Joe likes coin tricks. In one of his tricks, he flips a coin $3$ times. Let $X$ be the number of heads that appear. Joe will repeat this trick so that we have $n$ samples from $X$. Although Joe doesn't make any claim about whether the coin is fair, he does claim that he is flipping the coin all three times independently. We are skeptical that Joe might be deceiving you so you decide to test the claim.
(i) If we let our null hypotheses be Joe's claim, explain why we express it as $H_0: X$ is binomial $(3, p)$.
(ii) We take a random sample of size $n = 100$. For $i = 0, ..., 3$, let $Y_i$ be the number of samples of $X$ that result in $i$ many heads. We observe that $Y_0 = 43, Y_1 = 8, Y_2 = 5, Y_3 = 44$. What is the conclusion at significance level $\alpha = 0.10$?
What I did is as follows
(i) Not quite sure what to say here. Hypothesis testing begins with a claim about a population parameter; in this case, Joe claims that he flips the coin independently, and if he flips it $3$ times, then that is characteristic of a binomial distribution with some unknown probability of flipping the coin, $p$ (it is unknown since Joe hasn't made a claim about whether it is fair or not). Hence, our stated or null hypothesis is expressed that way.
(ii) We use a chi-squared goodness of fit test.

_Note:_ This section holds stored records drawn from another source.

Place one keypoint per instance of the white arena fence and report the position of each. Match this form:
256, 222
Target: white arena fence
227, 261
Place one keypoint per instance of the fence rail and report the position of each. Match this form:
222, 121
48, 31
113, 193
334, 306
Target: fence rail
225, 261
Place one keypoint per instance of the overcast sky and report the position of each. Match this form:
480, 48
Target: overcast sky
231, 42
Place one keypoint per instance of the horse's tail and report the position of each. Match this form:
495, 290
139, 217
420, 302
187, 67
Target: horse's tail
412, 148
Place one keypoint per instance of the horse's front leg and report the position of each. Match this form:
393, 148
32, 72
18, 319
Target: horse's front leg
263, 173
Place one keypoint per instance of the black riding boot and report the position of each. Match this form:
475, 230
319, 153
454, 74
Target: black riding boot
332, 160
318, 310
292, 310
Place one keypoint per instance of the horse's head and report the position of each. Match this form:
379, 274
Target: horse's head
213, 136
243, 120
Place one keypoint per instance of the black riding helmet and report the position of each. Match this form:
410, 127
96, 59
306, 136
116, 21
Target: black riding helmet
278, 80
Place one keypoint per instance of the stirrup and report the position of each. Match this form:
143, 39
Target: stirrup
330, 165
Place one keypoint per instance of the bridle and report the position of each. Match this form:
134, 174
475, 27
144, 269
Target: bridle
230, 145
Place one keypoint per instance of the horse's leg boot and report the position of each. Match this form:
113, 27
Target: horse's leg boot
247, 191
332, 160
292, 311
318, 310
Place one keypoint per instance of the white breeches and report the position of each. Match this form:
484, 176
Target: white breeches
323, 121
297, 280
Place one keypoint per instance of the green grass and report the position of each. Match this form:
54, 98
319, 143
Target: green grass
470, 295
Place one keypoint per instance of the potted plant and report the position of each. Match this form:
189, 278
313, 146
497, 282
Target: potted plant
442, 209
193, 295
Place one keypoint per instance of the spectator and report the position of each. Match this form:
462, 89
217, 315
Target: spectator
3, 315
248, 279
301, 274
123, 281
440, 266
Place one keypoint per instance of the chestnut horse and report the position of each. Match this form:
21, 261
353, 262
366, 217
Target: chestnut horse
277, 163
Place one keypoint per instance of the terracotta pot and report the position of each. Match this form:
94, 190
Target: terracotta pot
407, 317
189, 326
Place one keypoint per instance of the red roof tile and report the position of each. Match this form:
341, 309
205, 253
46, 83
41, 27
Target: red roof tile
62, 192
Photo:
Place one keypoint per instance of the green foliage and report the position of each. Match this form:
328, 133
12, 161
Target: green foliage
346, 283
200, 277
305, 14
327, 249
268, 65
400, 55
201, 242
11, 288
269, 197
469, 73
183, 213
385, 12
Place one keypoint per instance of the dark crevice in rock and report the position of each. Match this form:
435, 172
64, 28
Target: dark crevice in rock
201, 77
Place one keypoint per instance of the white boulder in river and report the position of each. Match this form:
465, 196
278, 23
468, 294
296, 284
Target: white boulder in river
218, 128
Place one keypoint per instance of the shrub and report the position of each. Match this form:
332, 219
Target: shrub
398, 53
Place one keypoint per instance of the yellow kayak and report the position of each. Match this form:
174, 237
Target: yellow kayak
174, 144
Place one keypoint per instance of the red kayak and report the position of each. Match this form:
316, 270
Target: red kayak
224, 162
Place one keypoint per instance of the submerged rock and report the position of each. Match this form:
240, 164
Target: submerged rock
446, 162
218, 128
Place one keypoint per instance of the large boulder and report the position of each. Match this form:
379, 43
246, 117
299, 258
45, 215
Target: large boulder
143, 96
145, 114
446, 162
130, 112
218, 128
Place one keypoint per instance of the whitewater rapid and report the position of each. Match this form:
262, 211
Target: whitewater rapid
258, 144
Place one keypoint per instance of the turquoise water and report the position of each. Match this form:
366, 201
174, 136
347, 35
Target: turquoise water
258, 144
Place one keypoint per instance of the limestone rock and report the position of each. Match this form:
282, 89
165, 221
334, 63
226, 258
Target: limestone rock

$H_0: p_0 = P(X = 0) = (1-p)^{3}, p_1 = P(X = 1) = 3p(1-p)^{2}, p_2 = P(X = 2) = 3p^{2}(1-p), p_3 = P(X = 3) = p^{3}$
The test statistic, $T$ is:
$$T = \frac{(43 - 100(1-p)^3)^2}{100(1-p)^3} + \frac{(8 - 100(3p)(1-p)^2)^2}{100(3p)(1-p)^2} + \frac{(5 - 100(3p^2)(1-p))^2}{100(3p^2)(1-p)} + \frac{(44 - 100p^3)^2}{100p^3}$$
From the tables, $\chi^2_{0.10}(3) = 6.251$
We reject the null hypothesis if $T > 6.251$.
If you plot $T$ against $p$, you get a somewhat parabolic shaped curve with minimum at $p = 0.503$ and $T = 205.119$. Regardless of what value of $p \in (0, 1)$ is chosen, $T$ will always be greater than $6.251$. So we reject the null hypothesis.

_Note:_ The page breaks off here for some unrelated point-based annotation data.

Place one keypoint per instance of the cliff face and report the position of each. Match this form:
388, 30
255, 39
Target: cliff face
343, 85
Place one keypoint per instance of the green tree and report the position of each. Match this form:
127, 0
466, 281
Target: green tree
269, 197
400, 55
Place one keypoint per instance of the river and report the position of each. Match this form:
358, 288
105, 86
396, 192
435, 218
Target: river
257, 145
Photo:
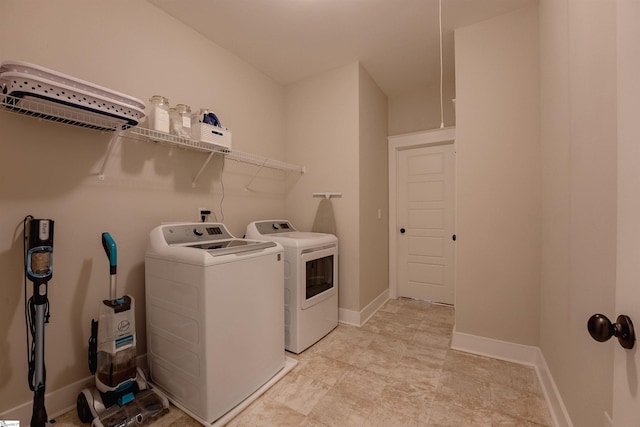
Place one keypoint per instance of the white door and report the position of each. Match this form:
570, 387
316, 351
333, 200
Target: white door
626, 388
425, 221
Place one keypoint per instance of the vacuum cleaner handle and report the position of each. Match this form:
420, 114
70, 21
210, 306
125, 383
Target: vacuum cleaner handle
111, 250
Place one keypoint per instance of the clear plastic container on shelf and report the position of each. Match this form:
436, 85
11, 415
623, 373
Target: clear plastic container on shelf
182, 126
159, 114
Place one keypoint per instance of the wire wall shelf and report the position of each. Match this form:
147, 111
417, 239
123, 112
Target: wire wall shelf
229, 153
72, 115
60, 113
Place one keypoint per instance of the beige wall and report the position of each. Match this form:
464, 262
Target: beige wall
498, 182
322, 133
419, 109
336, 127
374, 191
578, 134
50, 170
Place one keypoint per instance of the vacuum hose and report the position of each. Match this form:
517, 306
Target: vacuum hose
111, 250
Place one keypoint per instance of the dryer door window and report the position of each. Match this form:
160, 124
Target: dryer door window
319, 276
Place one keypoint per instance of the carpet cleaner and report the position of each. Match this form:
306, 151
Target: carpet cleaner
121, 396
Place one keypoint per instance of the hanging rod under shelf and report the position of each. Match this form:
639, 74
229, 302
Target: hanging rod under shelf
229, 153
191, 144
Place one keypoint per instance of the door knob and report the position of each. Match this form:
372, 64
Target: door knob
601, 329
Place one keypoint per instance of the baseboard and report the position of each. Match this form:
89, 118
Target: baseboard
359, 318
57, 402
525, 355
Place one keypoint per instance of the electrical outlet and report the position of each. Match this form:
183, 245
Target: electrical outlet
203, 214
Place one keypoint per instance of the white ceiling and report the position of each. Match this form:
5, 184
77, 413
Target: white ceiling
395, 40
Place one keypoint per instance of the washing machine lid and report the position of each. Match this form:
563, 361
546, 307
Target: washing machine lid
213, 238
235, 246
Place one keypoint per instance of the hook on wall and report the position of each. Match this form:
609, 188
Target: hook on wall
327, 195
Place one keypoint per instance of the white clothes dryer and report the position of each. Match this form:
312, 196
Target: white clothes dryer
310, 281
214, 316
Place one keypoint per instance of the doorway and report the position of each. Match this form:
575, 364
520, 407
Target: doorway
422, 216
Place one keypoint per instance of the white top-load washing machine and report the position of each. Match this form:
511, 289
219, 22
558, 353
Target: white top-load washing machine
310, 278
215, 329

Is what I have done correct? Any assistance appreciated.
I would phrase (i) like this. Joe's claim is that the three flips are independent events. Also implied in the claim (but not explicitly stated) is that they are identically distributed; i.e., the probability of heads on any given flip does not change from one flip to another.
Consequently, the claim is equivalent to asserting that:
Therefore, to test whether there is sufficient evidence to suggest this claim is not true, the hypothesis to be tested is:
$$H_0 : X \sim \operatorname{Binomial}(3, p) \quad \text{vs.} \quad H_1 : X \not\sim \operatorname{Binomial}(3,p).$$
As for (ii), your approach and conclusion are correct, although when $p \approx 0.502723$, I get $T = 30312.9$.